My background as a TA for GEOG 211, of all things, was what landed my initial job out of college at the Utah County Recorder’s Office where I worked as a Cadastral mapper. While the work was important and engaging, I quickly realized that I missed participating in fieldwork. This led me to the Utah Division of Water Resources where I currently work. At the division, I’ve been able to bring my experience and interests in drones to the division to start our own drone program for collecting data, mapping sites of interest, and documenting aspects of water across the state. This has created quite a few fieldwork opportunities across the state! As fun as flying is, I mostly spend my time working as an analyst to address questions as needed, manage a website of publicly available water data, and develop new maps and applications to help Utahns understand their water. I’m blessed to have the best job in the state!

Any advice for current Geography students?

If I were to offer some career advice to recent or upcoming graduates, I would encourage them to never discount anything they learn in their classes. I was hired at my first job because I understood the Public land survey system (PLSS), of all things.

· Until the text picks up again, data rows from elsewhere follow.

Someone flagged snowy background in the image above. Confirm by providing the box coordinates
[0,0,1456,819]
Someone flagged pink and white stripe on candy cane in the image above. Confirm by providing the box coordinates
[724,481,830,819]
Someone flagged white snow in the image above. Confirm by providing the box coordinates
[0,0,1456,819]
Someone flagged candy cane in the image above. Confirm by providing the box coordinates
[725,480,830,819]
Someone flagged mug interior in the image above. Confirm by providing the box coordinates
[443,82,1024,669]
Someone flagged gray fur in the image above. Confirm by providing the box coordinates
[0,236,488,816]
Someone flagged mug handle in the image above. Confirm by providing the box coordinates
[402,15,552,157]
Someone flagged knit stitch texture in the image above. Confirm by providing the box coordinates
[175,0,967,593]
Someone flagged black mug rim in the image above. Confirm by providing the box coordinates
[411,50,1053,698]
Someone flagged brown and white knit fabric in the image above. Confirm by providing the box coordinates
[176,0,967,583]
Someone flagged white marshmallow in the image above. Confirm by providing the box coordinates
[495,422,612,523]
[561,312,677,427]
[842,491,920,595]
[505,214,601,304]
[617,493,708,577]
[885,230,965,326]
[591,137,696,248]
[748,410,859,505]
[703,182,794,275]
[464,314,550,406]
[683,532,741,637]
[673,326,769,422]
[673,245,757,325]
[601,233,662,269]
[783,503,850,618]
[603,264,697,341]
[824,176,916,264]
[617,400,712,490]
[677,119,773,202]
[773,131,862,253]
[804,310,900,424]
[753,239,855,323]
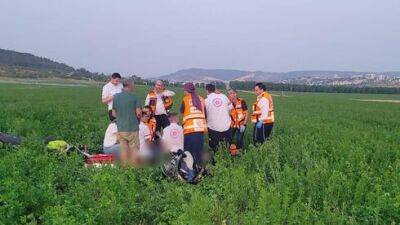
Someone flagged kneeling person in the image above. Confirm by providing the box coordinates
[103,122,119,156]
[161,112,183,153]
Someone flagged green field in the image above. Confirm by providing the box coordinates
[0,84,400,224]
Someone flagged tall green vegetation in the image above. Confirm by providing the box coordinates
[0,85,400,224]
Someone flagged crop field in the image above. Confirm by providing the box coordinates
[0,84,400,224]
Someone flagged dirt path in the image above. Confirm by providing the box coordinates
[238,90,292,97]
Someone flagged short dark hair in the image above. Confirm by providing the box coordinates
[168,112,178,119]
[122,79,133,87]
[111,73,121,79]
[255,82,267,91]
[206,84,215,92]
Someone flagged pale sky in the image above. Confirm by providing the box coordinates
[0,0,400,77]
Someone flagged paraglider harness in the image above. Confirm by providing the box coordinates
[162,150,201,183]
[46,140,115,167]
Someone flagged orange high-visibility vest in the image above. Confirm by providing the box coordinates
[251,92,275,124]
[182,95,207,134]
[146,117,157,140]
[231,98,247,128]
[148,91,174,112]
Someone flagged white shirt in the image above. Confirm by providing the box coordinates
[144,90,175,115]
[205,93,233,132]
[101,82,122,110]
[139,122,151,154]
[103,123,118,148]
[257,93,269,121]
[161,123,183,152]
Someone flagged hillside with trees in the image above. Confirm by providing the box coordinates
[0,49,107,81]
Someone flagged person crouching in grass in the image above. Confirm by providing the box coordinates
[161,112,183,153]
[142,105,161,140]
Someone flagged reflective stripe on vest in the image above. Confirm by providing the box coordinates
[182,95,207,134]
[251,92,275,124]
[231,98,247,128]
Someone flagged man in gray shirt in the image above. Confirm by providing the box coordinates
[112,80,141,166]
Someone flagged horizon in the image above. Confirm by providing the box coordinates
[0,0,400,78]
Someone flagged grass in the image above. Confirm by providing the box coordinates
[0,84,400,224]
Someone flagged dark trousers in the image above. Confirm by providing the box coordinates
[108,109,116,122]
[208,128,232,152]
[253,123,274,144]
[183,132,204,166]
[154,114,169,131]
[232,128,244,149]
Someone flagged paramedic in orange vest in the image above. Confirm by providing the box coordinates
[251,83,275,144]
[228,89,248,149]
[180,83,207,167]
[144,80,175,131]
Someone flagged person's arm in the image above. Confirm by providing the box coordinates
[258,98,269,121]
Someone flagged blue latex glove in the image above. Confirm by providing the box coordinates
[239,125,246,133]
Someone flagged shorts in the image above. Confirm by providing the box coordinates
[118,131,139,151]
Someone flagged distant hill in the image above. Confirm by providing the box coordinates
[0,49,106,81]
[157,68,400,86]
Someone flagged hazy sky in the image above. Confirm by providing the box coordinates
[0,0,400,76]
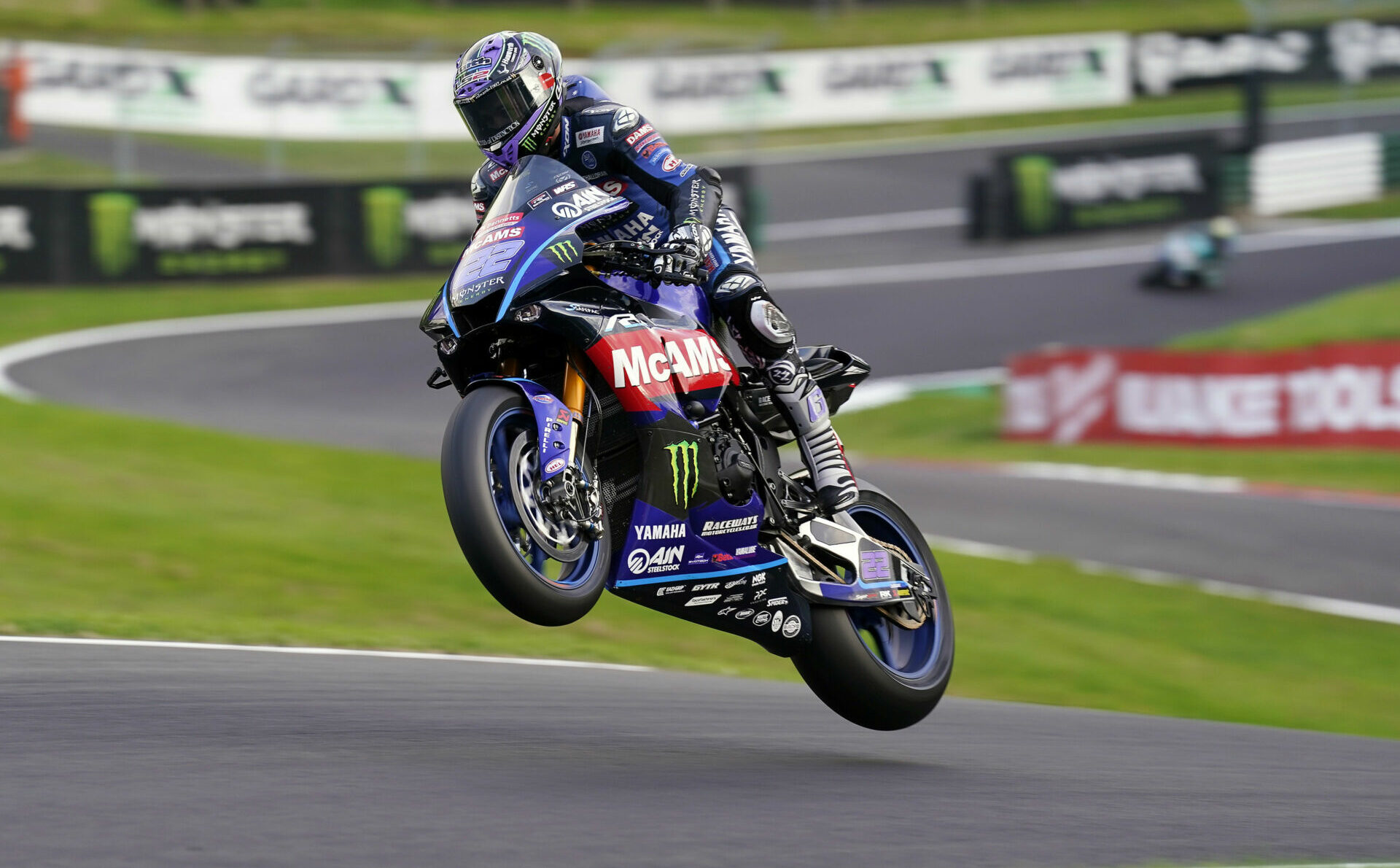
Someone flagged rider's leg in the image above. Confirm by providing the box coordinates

Networking through conferences, additional education, or local GIS groups can help open the doors to opportunities that you might not otherwise hear about. Don’t be afraid of LinkedIn or reaching out to former alumni. Find a way to integrate into your GIS community.

I initially had some trouble hearing back from employers when I graduated. To those who are discouraged, I’d encourage them to have faith and trust that things will work out. God is good and he won’t abandon us.

As an undergrad student, I wish I would have not been as afraid of programming. One of the challenges I will need to overcome to progress further in my career is technical competency with HTML, CSS, and JavaScript. Esri’s arcade language can be really powerful in the right hands as well. I also wish I would have realized sooner that there comes a point where a map is “good enough” and that the opportunity cost of getting something one percent better is not worth time not spent with the people that matter most. Dr. Plewe was kind enough to teach me this lesson and I’ve tried to remember it since.

I wish people understood their world and it’s geography better. We could right so many wrongs and build so many bridges if we understood more about our neighbors both nationally and internationally.

Other BYU departments such as public health or plant and wildlife science offer GIS courses. I found it uniquely enriching to learn GIS from the perspective of other disciplines. There are also a great portfolio and résumé building opportunities and some of these.

Finally, I’d offer that a portfolio demonstrating competencies in the skills that job descriptions ask for can be a powerful tool in interviews.

Outside of Geography, were you involved with any other groups at BYU?

Outside of BYU I was a member of BYU folk dance. I participated with one of the teams for the latter half of my time at BYU. This is a picture of me right before an early morning dance class. I also included some team photos we took. Prior to that, I was a member of the BYU Symphony Orchestra and other string groups.